If you haven't used the exact configuration but have experience in evaluating the scalability of a similar architecture, I would be very interested in hearing about that as well.
Thanks in advance.
EDIT: I think I have not articulated my question properly. I mark the answer with the most up votes as the best answer and I'll rewrite my question in the community wiki area. In short, I just wanted to learn about your experiences on the scale of workload your Java application has been able to handle on one physical server as well as some description regarding the type and architecture of the application itself.
You will need to use group of tools :
Loadtesting Tool - JMeter can be used.
Monitoring Tool - This tool will be used to monitor various numbers of resources load. There are Lot paid as well as free ones. Jprofiler,visualvm,etc
Collection and reporting tool. (Not used any tool)
With above tools you can find optimal value. I would approach it in following way.
will get to know what should be ratio of pages being accessed. What are background processes and their frequency.
Configure my JMeter accordingly (for ratios) , and monitor performance for load applied ( time to serve page ...can be done in JMeter), monitor other resources using Monitor tool. Also check count of error ratio. (NOTE: you need to decide upon what error ratio is not acceptable.)
Keep increasing Load step by step and keep writting various numbers of interest till server fails completely.
You can decide upon optimal value based on many criterias, Low error rate, Max serving time etc.
JMeter supports lot of ways to apply load.
To be honest, it's almost impossible to say. There's probably about 3 ways (of the top of my head to build such a system) and each would have fairly different performance characteristics. You best bet is to build and test.
Firstly try to get some idea of what the estimated volumes you'll have and the latency constraints that you'll need to meet.
Come up with a basic architecture and implement a thin slice end to end through the system (ideally the most common use case). Use a load testing tool like (Grinder or Apache JMeter) to inject load and start measuring the performance. If the performance is acceptable - be conservative your simple implementation will likely include less functionality and be faster than the full system - continue building the system and testing to make sure you don't introduce a major performance bottleneck. If not come up with a different design.

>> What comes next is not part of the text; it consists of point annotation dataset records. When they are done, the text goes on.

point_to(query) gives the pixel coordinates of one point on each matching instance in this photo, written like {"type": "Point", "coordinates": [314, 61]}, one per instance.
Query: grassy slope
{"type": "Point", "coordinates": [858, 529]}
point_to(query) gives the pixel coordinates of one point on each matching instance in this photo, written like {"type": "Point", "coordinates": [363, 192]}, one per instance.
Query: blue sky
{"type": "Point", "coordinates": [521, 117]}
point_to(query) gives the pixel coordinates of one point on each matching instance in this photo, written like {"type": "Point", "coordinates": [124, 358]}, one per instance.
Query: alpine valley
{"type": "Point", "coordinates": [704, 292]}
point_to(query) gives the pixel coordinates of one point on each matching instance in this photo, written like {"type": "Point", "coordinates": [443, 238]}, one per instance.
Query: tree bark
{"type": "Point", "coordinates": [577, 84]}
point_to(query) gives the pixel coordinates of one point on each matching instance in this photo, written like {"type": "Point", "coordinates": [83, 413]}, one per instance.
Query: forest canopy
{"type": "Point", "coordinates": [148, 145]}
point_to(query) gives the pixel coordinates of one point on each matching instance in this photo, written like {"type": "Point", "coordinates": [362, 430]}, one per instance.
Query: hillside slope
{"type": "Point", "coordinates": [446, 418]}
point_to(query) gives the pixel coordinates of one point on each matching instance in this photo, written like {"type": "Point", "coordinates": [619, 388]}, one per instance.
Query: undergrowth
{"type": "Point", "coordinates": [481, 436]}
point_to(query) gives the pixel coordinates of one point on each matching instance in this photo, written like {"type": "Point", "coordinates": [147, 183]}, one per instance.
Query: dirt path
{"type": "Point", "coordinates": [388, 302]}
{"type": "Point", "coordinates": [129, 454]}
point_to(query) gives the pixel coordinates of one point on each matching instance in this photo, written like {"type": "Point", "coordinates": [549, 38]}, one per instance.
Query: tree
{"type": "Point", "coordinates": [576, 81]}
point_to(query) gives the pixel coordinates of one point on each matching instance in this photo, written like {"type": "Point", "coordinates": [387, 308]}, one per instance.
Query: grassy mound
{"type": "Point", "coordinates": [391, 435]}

If your code is reasonable the bottleneck will likely be the database and somewhere in the region 100s of db ops per second. If that is insufficient then you may need to think about caching.
Definitely take a look at Spring Insight for performance monitoring and analysis.

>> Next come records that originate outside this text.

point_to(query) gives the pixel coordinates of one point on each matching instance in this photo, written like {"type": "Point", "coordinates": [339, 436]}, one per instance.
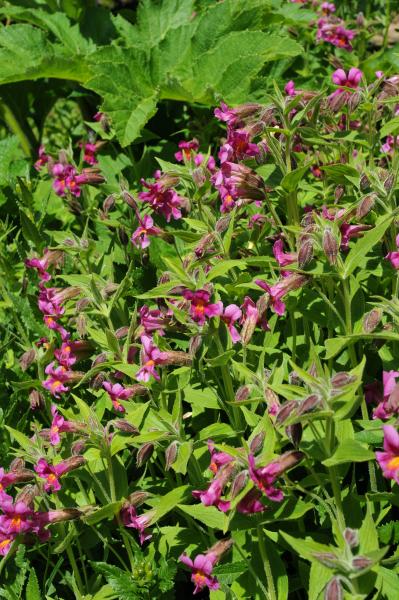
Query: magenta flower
{"type": "Point", "coordinates": [218, 459]}
{"type": "Point", "coordinates": [140, 237]}
{"type": "Point", "coordinates": [185, 150]}
{"type": "Point", "coordinates": [151, 356]}
{"type": "Point", "coordinates": [231, 314]}
{"type": "Point", "coordinates": [393, 257]}
{"type": "Point", "coordinates": [200, 307]}
{"type": "Point", "coordinates": [389, 459]}
{"type": "Point", "coordinates": [283, 258]}
{"type": "Point", "coordinates": [251, 503]}
{"type": "Point", "coordinates": [117, 392]}
{"type": "Point", "coordinates": [140, 522]}
{"type": "Point", "coordinates": [43, 158]}
{"type": "Point", "coordinates": [201, 571]}
{"type": "Point", "coordinates": [162, 198]}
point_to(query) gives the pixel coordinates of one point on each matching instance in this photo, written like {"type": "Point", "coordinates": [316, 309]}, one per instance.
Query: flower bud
{"type": "Point", "coordinates": [333, 590]}
{"type": "Point", "coordinates": [371, 320]}
{"type": "Point", "coordinates": [144, 453]}
{"type": "Point", "coordinates": [27, 359]}
{"type": "Point", "coordinates": [330, 246]}
{"type": "Point", "coordinates": [257, 442]}
{"type": "Point", "coordinates": [171, 454]}
{"type": "Point", "coordinates": [351, 537]}
{"type": "Point", "coordinates": [239, 483]}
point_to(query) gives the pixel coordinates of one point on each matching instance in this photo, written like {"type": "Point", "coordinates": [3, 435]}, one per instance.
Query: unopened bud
{"type": "Point", "coordinates": [242, 393]}
{"type": "Point", "coordinates": [371, 320]}
{"type": "Point", "coordinates": [239, 483]}
{"type": "Point", "coordinates": [27, 359]}
{"type": "Point", "coordinates": [333, 590]}
{"type": "Point", "coordinates": [171, 454]}
{"type": "Point", "coordinates": [330, 246]}
{"type": "Point", "coordinates": [257, 442]}
{"type": "Point", "coordinates": [351, 537]}
{"type": "Point", "coordinates": [144, 453]}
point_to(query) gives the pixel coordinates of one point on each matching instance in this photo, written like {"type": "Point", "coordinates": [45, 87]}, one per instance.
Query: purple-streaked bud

English Wikipedia has 14GB data. A 8GB mem cache would have very high hit/miss ratio, and I think harddisk read would be well within its capacity. Therefore, the app is most likely network bound.

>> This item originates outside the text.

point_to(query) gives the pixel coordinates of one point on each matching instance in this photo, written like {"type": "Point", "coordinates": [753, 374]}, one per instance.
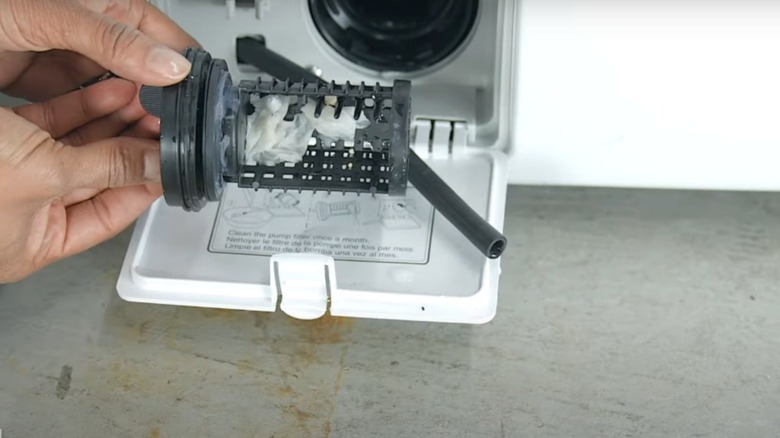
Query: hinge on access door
{"type": "Point", "coordinates": [304, 282]}
{"type": "Point", "coordinates": [439, 138]}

English Wikipedia has about 3000 page views per second. It is possible that tomcat can handle the load by careful tuning, and the network has enough throughput to server the traffic.
So the entire wikipedia site can be hosted on one moderate machine? Probably not. Just an idea.
-
http://stats.wikimedia.org/EN/TablesWikipediaEN.htm
http://stats.wikimedia.org/EN/TablesPageViewsMonthly.htm
Tomcat doesn't allow for spreading over multiple machines. If you really are concerned about scalability, you must consider what to do when your application outgrows a single machine.